Tesla investors have raised their bets against the convertible bonds. Short positions in the three converts have risen, from $38.14 million on August 6 to $49.47 million on Aug. 16, according to IHS Markit.
Tesla’s convertible bonds due in 2021 are trading around 107.20 cents on the dollar - roughly 20.8 cents shy of where they should trade if a deal at $420 was fully priced, said Geoffrey Dancey, managing partner and portfolio manager at Cutler Capital Management.
“If these bonds were priced for a takeover, they would trade at a serious premium to the conversion value compared to when the deal was announced,” said Dancey. “The convertibles are certainly not trading as if this company is going to be taken private at $420 and they never did.”
Longer-dated convertible bonds benefit from take-private deals, which give bondholders additional shares. In a $420 per share deal, the 2021 convertible bond would receive an additional 11 percent above face value, or 11 percent more stock.
On the day of Musk’s buyout tweet, the share price hit an 11-month high of $387.46, more than $27 above the 2021 conversion rate.

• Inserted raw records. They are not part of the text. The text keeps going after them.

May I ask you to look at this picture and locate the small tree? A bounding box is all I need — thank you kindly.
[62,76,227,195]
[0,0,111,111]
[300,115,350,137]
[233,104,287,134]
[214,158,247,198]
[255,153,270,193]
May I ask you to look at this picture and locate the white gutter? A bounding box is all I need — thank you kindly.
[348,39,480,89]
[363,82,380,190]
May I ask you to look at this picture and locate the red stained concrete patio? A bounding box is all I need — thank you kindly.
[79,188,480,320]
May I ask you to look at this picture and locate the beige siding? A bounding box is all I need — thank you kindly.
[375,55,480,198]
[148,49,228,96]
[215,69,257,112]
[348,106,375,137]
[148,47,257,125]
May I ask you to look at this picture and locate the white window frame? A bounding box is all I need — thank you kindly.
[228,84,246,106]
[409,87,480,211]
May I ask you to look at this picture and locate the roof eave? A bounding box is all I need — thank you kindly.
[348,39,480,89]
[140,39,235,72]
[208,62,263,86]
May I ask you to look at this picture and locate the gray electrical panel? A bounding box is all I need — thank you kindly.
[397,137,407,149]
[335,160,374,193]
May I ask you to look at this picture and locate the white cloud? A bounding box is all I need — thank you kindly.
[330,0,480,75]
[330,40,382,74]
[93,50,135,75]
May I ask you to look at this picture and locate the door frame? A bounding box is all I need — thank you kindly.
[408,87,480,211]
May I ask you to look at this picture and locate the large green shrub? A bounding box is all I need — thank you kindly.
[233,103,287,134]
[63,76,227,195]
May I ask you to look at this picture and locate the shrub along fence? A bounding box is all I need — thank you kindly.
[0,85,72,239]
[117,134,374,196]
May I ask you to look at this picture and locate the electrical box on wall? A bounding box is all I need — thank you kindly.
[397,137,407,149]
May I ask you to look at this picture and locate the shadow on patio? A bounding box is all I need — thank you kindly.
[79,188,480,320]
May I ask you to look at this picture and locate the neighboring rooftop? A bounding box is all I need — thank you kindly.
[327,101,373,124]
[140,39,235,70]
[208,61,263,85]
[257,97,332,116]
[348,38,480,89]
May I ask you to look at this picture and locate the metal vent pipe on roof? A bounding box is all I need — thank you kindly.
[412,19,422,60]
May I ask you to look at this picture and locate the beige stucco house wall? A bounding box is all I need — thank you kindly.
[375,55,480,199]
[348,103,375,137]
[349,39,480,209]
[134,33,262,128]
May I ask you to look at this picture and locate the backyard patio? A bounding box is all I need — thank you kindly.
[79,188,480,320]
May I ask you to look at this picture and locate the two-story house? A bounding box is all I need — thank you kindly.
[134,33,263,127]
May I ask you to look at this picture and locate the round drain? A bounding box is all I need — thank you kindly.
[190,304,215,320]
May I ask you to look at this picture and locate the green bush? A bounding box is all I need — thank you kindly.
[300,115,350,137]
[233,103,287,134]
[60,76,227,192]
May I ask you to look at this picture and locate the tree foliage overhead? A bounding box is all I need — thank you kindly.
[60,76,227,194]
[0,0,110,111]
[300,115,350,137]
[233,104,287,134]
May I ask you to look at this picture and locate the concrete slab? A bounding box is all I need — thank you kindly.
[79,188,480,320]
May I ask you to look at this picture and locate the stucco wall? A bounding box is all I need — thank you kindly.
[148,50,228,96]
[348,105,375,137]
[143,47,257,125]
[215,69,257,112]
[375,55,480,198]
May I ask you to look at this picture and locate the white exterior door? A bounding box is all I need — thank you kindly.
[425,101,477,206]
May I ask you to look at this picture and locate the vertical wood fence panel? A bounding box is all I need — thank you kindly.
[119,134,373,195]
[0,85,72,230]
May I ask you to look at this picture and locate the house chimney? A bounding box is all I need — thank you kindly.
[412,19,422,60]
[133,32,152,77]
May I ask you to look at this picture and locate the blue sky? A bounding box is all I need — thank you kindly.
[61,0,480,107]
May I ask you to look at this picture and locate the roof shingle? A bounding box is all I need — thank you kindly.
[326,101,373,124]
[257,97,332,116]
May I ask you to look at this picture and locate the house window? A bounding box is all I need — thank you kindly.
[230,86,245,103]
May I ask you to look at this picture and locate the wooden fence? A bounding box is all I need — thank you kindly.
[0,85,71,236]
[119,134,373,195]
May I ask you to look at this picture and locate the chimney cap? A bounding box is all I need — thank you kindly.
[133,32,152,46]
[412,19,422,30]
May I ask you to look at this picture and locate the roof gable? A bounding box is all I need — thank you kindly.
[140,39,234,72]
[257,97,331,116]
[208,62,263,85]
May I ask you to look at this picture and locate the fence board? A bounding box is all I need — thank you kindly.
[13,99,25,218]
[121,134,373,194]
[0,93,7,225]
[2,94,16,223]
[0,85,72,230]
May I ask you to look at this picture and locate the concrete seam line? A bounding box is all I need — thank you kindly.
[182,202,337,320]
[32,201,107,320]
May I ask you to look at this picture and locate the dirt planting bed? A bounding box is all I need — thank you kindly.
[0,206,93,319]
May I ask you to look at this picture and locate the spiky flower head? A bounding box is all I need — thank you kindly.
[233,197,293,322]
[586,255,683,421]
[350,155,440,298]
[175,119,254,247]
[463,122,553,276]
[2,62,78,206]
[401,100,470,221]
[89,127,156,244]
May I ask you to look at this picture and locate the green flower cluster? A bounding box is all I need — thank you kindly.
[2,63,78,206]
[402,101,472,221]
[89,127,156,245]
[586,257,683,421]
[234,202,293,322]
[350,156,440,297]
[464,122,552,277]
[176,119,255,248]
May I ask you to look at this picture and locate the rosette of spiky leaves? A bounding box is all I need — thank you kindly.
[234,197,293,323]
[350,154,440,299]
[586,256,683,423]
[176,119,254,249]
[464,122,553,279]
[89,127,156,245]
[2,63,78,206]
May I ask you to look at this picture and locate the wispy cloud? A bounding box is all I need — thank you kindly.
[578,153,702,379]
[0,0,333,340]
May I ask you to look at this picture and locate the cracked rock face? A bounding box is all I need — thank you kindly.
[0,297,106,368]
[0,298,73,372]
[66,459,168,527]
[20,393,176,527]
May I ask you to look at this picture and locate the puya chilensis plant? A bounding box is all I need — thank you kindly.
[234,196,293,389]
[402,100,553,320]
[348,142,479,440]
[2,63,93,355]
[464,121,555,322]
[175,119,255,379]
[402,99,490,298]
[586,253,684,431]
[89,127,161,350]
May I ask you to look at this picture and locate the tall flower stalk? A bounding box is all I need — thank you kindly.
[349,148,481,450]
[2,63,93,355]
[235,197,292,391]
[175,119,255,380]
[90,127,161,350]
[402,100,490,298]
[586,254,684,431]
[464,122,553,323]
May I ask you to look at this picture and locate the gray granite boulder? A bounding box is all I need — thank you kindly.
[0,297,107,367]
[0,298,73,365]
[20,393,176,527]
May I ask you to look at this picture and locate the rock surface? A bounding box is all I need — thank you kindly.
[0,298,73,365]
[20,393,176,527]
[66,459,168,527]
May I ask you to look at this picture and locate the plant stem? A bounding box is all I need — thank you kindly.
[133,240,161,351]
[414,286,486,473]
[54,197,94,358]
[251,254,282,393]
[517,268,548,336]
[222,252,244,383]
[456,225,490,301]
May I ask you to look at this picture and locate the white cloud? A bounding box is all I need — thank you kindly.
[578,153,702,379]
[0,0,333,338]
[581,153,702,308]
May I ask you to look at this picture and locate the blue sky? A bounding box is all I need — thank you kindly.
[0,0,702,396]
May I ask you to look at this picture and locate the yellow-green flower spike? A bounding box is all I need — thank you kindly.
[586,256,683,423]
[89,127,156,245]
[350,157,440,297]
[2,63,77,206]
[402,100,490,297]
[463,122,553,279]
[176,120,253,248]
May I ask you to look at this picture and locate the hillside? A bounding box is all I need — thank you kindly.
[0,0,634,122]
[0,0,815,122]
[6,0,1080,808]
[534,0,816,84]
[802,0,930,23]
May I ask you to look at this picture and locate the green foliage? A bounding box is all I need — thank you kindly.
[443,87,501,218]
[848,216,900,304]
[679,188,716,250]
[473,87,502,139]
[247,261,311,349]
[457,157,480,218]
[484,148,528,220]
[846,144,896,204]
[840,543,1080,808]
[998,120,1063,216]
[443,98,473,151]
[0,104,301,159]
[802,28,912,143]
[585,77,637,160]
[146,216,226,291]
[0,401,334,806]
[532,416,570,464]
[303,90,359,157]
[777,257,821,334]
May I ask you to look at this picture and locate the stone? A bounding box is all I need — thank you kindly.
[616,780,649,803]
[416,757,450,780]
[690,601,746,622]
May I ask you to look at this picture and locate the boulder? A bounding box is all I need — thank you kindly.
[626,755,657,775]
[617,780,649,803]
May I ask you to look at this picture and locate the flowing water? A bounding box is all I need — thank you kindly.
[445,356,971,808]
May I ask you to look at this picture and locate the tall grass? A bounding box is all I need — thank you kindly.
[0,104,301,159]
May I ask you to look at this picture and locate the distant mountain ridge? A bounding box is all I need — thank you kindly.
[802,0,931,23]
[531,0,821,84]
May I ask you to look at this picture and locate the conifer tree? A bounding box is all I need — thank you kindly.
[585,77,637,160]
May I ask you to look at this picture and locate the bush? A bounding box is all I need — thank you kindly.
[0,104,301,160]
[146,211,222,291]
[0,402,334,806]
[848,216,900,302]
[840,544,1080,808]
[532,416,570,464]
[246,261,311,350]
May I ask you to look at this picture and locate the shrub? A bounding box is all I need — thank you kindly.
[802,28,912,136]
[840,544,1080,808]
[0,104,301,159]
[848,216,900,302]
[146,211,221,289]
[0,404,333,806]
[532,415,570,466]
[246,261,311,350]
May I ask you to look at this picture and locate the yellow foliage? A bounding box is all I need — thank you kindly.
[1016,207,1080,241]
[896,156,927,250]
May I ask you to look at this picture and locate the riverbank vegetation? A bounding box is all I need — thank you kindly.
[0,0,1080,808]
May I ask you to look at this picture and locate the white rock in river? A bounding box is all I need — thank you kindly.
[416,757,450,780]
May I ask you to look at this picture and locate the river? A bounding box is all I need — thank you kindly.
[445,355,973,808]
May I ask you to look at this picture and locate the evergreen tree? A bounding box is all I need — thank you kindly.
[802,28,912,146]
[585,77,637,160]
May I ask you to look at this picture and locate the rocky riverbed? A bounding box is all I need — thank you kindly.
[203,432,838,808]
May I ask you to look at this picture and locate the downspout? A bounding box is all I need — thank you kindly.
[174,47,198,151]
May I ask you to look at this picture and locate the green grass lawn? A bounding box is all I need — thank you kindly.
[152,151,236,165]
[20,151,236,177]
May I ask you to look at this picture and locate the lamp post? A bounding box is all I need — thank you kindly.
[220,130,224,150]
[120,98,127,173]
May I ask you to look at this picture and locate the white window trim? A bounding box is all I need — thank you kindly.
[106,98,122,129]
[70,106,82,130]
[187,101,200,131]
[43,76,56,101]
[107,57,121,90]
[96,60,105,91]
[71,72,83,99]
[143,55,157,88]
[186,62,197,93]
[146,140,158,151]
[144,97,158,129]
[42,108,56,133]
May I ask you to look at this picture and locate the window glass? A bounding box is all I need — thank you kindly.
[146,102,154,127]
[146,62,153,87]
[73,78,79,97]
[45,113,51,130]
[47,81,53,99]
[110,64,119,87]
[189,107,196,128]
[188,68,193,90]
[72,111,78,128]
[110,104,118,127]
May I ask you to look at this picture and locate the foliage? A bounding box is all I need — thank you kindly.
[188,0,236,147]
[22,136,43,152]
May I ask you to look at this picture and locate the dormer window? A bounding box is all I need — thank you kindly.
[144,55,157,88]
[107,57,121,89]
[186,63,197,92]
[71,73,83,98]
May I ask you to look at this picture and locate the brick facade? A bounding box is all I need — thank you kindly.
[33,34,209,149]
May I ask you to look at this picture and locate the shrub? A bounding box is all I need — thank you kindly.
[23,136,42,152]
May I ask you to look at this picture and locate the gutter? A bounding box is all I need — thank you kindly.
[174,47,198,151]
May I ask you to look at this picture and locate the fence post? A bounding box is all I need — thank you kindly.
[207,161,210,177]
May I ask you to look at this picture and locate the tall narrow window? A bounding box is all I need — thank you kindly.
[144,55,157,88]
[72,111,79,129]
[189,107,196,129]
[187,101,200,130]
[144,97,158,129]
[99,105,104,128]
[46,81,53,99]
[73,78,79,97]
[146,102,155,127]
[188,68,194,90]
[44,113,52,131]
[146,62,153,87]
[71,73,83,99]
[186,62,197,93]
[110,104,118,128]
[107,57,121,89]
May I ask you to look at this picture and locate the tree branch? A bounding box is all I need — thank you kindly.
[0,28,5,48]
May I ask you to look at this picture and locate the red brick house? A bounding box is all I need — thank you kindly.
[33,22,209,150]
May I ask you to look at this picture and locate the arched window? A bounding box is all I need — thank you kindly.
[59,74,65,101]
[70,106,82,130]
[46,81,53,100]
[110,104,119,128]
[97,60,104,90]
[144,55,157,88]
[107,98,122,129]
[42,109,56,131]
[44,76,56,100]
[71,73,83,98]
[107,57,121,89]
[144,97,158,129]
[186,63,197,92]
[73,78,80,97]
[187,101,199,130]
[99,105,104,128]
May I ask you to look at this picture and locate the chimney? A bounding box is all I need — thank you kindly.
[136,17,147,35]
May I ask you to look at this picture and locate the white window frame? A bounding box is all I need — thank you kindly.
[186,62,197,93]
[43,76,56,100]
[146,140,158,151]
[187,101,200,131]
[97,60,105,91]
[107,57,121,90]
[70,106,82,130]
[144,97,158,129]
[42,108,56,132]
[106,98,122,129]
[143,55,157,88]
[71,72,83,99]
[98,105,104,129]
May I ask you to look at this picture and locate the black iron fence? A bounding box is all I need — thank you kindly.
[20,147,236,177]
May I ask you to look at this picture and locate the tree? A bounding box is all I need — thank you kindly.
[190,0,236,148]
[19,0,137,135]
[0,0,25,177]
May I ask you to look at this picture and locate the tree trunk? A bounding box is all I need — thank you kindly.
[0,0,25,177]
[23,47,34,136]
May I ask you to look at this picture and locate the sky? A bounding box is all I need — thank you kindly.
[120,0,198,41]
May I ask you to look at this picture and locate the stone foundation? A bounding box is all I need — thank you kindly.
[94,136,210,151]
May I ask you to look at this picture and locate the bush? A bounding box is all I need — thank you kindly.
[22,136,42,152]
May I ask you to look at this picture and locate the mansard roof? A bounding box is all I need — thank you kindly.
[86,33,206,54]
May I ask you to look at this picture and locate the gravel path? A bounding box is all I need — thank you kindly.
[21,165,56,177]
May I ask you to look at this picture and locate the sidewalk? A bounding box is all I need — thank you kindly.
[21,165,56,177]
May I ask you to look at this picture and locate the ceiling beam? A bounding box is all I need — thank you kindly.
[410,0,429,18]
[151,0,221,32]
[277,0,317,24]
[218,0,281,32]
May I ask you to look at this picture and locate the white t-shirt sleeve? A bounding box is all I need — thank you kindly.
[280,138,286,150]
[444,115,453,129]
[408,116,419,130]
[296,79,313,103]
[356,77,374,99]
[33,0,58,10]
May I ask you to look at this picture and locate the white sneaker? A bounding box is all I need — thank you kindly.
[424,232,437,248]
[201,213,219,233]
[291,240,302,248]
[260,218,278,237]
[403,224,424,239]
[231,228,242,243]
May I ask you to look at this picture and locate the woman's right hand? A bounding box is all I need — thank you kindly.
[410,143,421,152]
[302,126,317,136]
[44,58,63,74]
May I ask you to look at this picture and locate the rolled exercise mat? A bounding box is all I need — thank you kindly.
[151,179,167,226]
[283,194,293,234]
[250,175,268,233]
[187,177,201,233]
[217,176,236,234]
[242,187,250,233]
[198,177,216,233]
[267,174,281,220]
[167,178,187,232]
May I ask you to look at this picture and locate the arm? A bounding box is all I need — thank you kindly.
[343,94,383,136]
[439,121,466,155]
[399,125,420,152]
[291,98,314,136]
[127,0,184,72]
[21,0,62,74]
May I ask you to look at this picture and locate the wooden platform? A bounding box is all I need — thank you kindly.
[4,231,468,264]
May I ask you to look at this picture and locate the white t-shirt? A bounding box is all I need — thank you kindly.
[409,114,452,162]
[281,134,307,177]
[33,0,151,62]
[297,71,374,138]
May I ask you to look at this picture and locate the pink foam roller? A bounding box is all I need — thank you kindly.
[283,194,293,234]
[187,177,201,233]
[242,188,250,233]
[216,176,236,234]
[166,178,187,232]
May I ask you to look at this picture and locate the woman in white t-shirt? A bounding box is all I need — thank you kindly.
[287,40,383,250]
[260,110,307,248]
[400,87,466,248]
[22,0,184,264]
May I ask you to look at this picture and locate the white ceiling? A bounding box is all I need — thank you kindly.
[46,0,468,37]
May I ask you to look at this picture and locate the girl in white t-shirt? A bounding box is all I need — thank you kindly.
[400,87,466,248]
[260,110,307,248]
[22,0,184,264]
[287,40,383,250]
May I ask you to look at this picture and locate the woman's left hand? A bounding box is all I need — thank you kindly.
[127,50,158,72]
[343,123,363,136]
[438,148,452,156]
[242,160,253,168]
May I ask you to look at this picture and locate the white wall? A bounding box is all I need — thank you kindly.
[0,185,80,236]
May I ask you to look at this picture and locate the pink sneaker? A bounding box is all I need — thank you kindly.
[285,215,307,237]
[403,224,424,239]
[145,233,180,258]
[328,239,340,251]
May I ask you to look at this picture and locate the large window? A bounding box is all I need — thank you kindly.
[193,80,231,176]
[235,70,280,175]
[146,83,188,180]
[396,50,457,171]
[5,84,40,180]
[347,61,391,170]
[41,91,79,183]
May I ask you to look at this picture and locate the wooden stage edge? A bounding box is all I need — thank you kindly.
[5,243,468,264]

The highest the 2021 note traded that day was 120.46 cents on the dollar.
Now, the debt is trading below the price prior to the deal tweet, as well as below its price before its solid second-quarter earnings call on Aug. 1.
Traders in the U.S. equity options market also appeared to doubt whether Musk can make good on his proposal, options data showed.
Data from Chicago-based volatility and options data firm ORATS showed that while traders had initially displayed some confidence Musk might be able to pull off a deal, conviction has dropped.
“Initially options traders reacted with a little bit of belief, now there is disbelief,” said Matt Amberson, founder at ORATS.
Stripped of the impact of earnings on one-year implied volatility of Tesla options, this gauge of how much traders expect the shares to move in the future is roughly back to where it was before the Musk tweet, ORATS data showed.
Had there been significant expectation for the Tesla to be taken private in the near future the volatility embedded in these contracts would have dropped, Amberson said.
Tesla shares closed about flat at $321.64 on Wednesday.